On the private equity front the Qantas takeover drama isn’t quite over. Now there is the probable scenario that foreign investors have breached the 49% cap due to their eagerness to jump into the takeover battle. Ironically, it was their greed to pick up a few cents and push for a few more that ultimately saw the bid fail and turn the few pennies profit into more pennies lost – especially if they are forced sellers.
The first problem for the share price in the near term is that until it becomes public knowledge about the precise excess holding by foreign investors, domestic investors may be less keen to buy into the company at the current price. As if that isn’t bad enough, if the excess holdings are significantly above 49% – say around the 60% mark – it creates a buyer’s market as investors potentially wait, and wait and wait for the price to fall to an acceptable level.

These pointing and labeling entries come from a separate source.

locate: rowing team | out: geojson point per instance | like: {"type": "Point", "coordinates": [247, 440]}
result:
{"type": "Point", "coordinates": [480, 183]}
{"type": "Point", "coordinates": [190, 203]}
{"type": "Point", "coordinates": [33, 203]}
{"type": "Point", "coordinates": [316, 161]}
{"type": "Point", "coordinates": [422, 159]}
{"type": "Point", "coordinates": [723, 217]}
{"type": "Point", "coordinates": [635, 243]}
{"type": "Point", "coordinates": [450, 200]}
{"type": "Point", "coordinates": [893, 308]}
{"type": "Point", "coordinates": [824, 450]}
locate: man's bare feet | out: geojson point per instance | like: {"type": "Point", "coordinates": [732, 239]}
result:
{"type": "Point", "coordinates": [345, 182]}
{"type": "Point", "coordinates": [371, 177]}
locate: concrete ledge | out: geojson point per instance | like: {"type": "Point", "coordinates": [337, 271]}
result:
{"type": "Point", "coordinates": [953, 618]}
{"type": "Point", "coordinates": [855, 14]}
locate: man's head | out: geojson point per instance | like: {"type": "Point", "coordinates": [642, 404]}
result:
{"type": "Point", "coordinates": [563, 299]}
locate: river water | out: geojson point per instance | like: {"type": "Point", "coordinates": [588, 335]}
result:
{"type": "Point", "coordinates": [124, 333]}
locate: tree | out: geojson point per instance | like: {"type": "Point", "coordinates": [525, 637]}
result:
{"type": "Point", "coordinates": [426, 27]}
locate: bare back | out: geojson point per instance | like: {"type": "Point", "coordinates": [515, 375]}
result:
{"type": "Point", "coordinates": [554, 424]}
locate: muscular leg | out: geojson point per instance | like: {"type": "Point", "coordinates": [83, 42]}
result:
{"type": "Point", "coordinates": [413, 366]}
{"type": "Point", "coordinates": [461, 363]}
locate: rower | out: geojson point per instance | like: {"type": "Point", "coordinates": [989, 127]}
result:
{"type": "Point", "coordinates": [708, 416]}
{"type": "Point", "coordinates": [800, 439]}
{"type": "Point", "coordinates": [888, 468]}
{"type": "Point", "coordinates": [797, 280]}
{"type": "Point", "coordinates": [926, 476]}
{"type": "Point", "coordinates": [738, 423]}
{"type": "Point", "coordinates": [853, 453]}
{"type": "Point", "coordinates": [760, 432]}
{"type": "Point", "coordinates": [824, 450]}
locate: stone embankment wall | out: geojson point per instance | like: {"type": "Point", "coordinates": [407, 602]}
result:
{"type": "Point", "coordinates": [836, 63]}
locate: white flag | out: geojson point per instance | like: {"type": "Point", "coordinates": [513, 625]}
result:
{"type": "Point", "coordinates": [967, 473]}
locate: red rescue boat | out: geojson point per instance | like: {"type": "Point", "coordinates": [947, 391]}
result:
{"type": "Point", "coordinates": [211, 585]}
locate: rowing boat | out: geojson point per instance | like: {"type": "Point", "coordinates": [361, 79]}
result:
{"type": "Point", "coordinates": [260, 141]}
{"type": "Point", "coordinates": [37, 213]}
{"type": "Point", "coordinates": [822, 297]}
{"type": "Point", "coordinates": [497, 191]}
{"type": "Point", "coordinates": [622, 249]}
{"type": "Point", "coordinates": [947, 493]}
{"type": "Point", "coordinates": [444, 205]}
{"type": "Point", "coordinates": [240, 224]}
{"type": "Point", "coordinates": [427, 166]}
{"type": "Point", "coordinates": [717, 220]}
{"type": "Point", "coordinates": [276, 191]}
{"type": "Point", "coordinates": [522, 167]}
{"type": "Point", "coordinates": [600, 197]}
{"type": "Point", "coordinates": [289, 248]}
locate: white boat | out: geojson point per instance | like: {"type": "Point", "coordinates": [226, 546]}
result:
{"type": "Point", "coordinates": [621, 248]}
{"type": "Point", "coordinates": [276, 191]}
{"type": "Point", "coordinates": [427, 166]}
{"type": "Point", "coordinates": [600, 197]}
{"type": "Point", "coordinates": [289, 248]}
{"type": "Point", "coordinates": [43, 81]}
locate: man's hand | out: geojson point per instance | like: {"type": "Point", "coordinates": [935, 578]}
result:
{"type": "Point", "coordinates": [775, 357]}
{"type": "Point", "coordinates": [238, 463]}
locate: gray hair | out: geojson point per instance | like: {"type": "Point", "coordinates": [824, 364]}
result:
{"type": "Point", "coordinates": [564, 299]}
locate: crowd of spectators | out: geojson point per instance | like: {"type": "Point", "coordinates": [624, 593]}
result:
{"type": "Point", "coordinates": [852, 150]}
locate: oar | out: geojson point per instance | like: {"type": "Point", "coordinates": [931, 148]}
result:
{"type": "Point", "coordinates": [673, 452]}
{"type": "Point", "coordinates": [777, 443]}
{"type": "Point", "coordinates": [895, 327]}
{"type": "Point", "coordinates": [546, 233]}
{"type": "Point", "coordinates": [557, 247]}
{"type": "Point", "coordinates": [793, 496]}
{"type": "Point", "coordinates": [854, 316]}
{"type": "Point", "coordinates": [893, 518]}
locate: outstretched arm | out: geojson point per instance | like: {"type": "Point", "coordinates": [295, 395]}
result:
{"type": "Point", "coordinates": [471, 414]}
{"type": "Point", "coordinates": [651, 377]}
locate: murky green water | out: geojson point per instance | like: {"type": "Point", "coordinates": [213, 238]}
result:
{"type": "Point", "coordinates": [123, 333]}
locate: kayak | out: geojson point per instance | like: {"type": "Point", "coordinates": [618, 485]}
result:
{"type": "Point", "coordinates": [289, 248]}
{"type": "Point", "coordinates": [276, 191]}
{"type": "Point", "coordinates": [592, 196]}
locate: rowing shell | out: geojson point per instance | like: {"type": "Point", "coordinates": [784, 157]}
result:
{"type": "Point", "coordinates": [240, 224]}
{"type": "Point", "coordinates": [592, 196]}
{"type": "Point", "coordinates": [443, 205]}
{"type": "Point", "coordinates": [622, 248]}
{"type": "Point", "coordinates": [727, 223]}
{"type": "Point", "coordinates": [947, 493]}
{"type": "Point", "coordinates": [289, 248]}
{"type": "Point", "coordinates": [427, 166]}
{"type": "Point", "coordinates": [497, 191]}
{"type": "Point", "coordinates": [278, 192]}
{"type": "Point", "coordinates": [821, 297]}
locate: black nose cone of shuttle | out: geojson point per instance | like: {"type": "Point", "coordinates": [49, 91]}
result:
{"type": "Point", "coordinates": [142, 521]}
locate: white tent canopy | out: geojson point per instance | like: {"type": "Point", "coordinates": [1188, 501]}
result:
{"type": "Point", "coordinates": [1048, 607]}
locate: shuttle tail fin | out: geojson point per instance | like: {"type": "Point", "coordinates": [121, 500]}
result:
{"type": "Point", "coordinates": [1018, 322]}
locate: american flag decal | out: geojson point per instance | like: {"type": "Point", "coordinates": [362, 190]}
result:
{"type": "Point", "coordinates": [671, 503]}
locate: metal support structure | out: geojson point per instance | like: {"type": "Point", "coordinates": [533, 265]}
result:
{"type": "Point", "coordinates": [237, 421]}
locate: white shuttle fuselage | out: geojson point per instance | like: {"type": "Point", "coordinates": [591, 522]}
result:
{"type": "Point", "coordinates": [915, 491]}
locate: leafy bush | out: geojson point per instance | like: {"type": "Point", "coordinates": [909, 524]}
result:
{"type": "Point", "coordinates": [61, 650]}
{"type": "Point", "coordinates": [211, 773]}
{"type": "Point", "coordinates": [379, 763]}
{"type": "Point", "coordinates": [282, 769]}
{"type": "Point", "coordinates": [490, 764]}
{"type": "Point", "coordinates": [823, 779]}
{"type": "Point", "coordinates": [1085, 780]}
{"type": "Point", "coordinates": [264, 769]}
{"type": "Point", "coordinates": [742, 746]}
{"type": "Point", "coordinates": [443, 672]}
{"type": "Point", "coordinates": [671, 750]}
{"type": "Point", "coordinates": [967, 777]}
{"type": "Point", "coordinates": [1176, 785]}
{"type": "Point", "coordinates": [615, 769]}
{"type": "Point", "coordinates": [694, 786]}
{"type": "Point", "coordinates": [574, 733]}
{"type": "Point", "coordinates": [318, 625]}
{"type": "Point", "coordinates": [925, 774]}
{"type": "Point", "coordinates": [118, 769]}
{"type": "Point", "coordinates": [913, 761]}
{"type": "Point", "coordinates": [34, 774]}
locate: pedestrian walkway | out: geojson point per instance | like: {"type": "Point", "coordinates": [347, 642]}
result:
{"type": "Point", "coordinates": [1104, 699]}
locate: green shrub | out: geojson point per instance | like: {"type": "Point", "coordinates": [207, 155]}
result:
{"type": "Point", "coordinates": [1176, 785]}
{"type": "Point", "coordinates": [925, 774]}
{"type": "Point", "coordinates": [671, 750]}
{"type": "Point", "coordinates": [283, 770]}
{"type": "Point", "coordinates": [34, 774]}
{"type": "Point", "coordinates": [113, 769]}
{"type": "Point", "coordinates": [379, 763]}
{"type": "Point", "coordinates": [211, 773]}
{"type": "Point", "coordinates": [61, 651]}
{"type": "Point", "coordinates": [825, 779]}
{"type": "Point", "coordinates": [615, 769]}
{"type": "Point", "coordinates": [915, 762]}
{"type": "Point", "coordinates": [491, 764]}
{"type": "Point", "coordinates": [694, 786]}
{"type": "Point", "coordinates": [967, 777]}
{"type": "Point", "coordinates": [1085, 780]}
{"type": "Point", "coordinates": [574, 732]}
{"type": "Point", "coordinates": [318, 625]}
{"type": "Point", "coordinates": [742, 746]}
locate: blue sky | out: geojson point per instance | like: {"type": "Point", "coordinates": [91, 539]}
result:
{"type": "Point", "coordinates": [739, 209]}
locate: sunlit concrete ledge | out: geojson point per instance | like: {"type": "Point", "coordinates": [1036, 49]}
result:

Seeing as there is little prospect for a new takeover bid coming in prior to the federal election later this year, investors will want to see a bigger risk premium built in just in case a new bid doesn’t materialise at all.
As Michael Heffernan, senior adviser at Austock in Melbourne told the Sydney Sunday Telegraph yesterday, “I don’t know whether the floor (under the stock) is really a concrete floor or a rubbery one. While people can argue it’s been undervalued, they’re not talking about the Commonwealth Bank.”
He went on, “Banks don’t have to worry about a terrorist attack or a government subsidising their competitors.”
The next private equity takeover bid to come onto the radar is for the Coles Group. This one isn’t particularly new, it is just that it has been somewhat overshadowed by other more humorous events (Qantas).
Ominously, this one is also a consortium bid being led by Kohlberg Kravis Roberts, and supported by Carlyle Group, TPG Inc, Bain Capital, CVC Asia-Pacific and Blackstone Group. And though the Airline Partners Australia consortium was clearly a case of too many cooks spoiling the broth, KKR will no doubt hope that their own bevy of chefs do not start messing up the takeover recipe.
There is of course very else little in common between the battle for Coles Group and that for Qantas. The APA consortium had to jump through so many hoops that it wouldn’t have been out of place at Cirque du Soleil. The KKR consortium will be much more comfortable keeping its cloven hooves firmly on the ground.
The other difference is that there is more than one bidder. If there could be any proof that competition encourages the protagonists to keep on top of their game then the Coles Group/Qantas comparison comes into play again. In the absence of a competing bid the APA consortium took its eye off the game, became complacent and even dare we say it, arrogant.
On the other hand, there may be plenty of testosterone about with the Coles bid, but KKR and Macquarie (again) and Wesfarmers are all completely aware that if they don’t play their best game then they could very well lose. For all its other failings, the board of Coles has an excellent opportunity to showcase how the sale of a company, and the handling of the process on behalf of shareholders, should be done.